Lime Village is safe at the moment from a growing wildfire. Across the river, hotshot crews are setting burnout fires and working to protect structures belonging to residents. At 78 thousand acres, the fire is still expanding.
Flames reached as high as 20 feet Wednesday as the fire stretched north. It burned 40 thousand acres in a 24 hour period. To the south, it reached as close as 3 and half miles from the Stony River where Lime Village sits on the opposite side. Fire officials don’t expect the fire to jump the river. Over the past couple days, crews have set burnout fires that have already burned a 1 mile perimeter from the river going north. Francis Mitchell is a Public Information officer with the division of Forestry in McGrath.
"They have been successful at this point at holding that line on the north side of the Stoney River, near Lime Village. It's not right there at this point, it's back from the river a ways because of the back burns. The village seems to be secure at this time," said Mitchell.
The state says 12 miles of fire line was established from airplane ignition, and hotshot crews added a quarter mile fire line by digging near the river. 51 fire crew members have been flown in protect the town, along with a few structures north of the river. 25 residents were in Lime Village at last check. One elder left the community this week, but the vast majority of people are staying in place to protect the community.
"The fire is large fire, it is still burning to the north. Winds and other factors could make a change. At this point, there is a plan to keep a crew there to keep the fire contained north of the village," said Mitchell.

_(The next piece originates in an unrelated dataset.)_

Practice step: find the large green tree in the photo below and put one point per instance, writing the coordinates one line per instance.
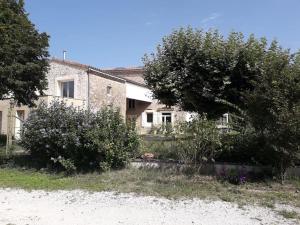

Southwest Alaska has enjoyed a small break from the unseasonably hot and dry weather, but at 78 thousand acres, the Lime Hills fire is not slowing down.
"There's no amount of rain predicted that's going to dampen that fire relative significantly. If the humidity rises, then the fire will not burn as intensely . There's no expectation that the fire is going to be out in the near future. It's so large and has been burning so aggressively," said Mitchell.
To the north, the fire jumped across the Swift River in several places Wednesday. Crews planned to continue burnout operations Thursday.